I think there is a scary statistic that you are never further than a few metres from a rat! Not sure how accurate it is but the gist is they are pretty common, seeing one in the garden doesn't't mean they are in the house.


My first house backed onto a railway line, saw one in the garden once and they never came indoors. That said, we had bird food in the shed, they gnawed through and ate it along with a parasol!! Only other time we were aware of then was when the green bin lid got broken off into the dust cart - woke up to hear loads of banging outside, really scary but investigation showed it to be a rat in the green bin! It had jumped in to get at the rubbish but then couldn't get out again so was jumping trying to jump high enough ti escape. Amazing how high they can jump, very nearly as high as a green bin ..... But not quite!!

Errrrr, kill it? We found a rat in our outside drain one day and it was the size of a big cat. It had drowned thank God but I couldn't get over how big and fugly it was. I can't imagine what I would do if Iwere to wake up and find that trotting about my bedroom.

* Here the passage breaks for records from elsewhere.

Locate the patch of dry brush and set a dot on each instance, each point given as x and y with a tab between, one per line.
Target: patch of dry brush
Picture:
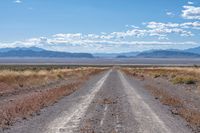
29	103
175	75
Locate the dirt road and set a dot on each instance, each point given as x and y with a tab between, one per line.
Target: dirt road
108	103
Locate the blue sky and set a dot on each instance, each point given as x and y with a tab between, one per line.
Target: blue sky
100	25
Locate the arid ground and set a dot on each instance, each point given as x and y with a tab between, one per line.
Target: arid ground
99	99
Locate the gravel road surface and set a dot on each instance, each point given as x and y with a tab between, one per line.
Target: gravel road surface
110	102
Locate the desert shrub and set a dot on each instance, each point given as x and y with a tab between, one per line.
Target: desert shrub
183	80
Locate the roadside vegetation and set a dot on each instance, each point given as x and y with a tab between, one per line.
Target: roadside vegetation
24	92
173	86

Or, worse still, with it's wee face on the pillow next to mine, nose and snout touching... Dear God, I think I am having a panic attack.

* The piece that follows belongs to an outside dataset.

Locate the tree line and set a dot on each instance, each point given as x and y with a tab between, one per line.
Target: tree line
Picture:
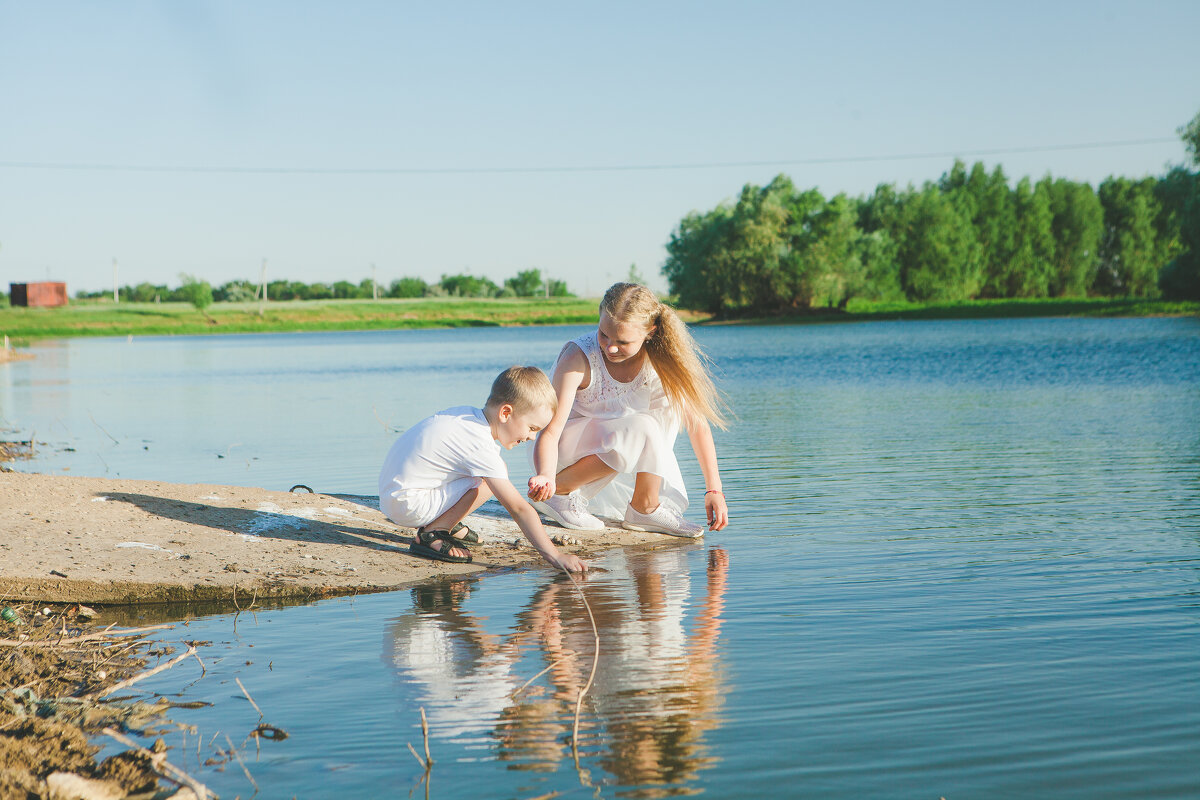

I had my back door open and didnt realise i have a visitor untill i went to put my son to bed and saw a massive rat in my sons bedroom! Took a hour and a call on a friend to come round to get the nasy dirty rat out! It was so big and made horrible noises. I am a housing Asso tennet my garden is kept well but the tennents upstairs have let their bit over grow and i know the rats are hidding in that jungle some where!
A dead animal inside a drain would probably bloat a bit so you may have got an exagerrated impression of how big the rat really was. A big cat is for example, a Maine coon, rats that big would have been spotted and caused a scare in the area !! I've seen dead cows in rivers that I thought were rhinos or even elephants but it was just the gas from bloating.

One rat? Luxury!


I once lived in a hut on a farm, and I used to have a birdfeeder.


One day I saw what I thought was a squirrel on the feeder, then I saw it had a very thin tail for a squirrel, then I realised it was a rat.


Long story short (ish), I once counted seventeen rats of assorted sizes outside my kitchen window. There was a big grizzled granddaddy down to little ones. I felt like the Pied Piper of Hamelin.


Stupid as it sounds, I actually quite liked them. However then they started coming into the hut and into my food cupboards and moving the food around. Then they started getting underneath the hut and gnawing through the wooden floor. I used to lie in my bed at night hearing them gnawing through the bedroom floor.


The farmers put metal plates beneath the floor, but that didn't deter them. Then they gnawed through the plastic boxes I kept the birdfood in.


Sadly, eventually I agreed to them being poisoned. That wasn't the end of it though, because one expired beneath my hut, in a totally inaccessible place. The smell was indescribable. For weeks, if memory serves.


Oh happy days :)

EDmummy Wrote:

-------------------------------------------------------

> Just saw a rat in my garden, near the house. What

> can I do?! Will the Council help?!


Hi,


do you mind saying where you are? I too have a very neglected garden next door and experienced the same thing last year...if it's the same garden, perhaps we could do something about it?!

My advice is deal with it sooner rather than later. I had one in my kitchen last winter and I had to get a pest control company to get rid of it. Unfortunately it had eaten through the plaster wall behind my cooker and the main electrical supply cable to the kitchen before it popped its clogs.


They can get through quite small holes - though I think mine entered via the dryer vent.

It is very worth while checking air bricks - if they are broken then rodents (and especially rats, but mice as well) can get into the crawl space under the house via them. From there they can climb up and (I have experience of this) gnaw through the floor and enter the house that way. You can fix a sort of steel gauze across any areas you consider vulnerable - rats tend not to go through this, though they probably could if they tried. Unless you leave scraps for birds in squirrrel proof containers then rats will be encouraged to come into your garden. That means that it's a bad idea to hang balls of fat in trees etc.


If you have foxes then you are less likely to have rats in your garden.

Shalia Shah, I am pretty sure we are not talking about the same neighbour. Penguin68, we have a resident fox but she is now being hand fed by a neighbour (she is very elderly) so is unlikely to chase the rats.


I am under no illusions that there are rats metres from my house but it does put the wind up you when it runs inches from your toes across the patio! Will be checking air bricks tonight!!

The council may come for rats. We had some in the garden and one also got in the kitchen and council man came for free to deal with it. The won't come for mice but will for rats, I think due to the health hazard. I feel for you, it is not nice. I live near the Horniman so it is Lewisham, rather than Southwark.
We saw one once a few years ago in our garden - I called the council and they said I could pay them to rid of it, but, basically told me it would be cheaper to do it myself. He told me to get a spare piece of drainpipe, put some of those blue rat pellets in it...put the drainpipe on the ground somewhere out of your way but near where it was seen...anyway, we say "ratty" stumbling by in a very poor state one day, and, then, never saw him or any others again.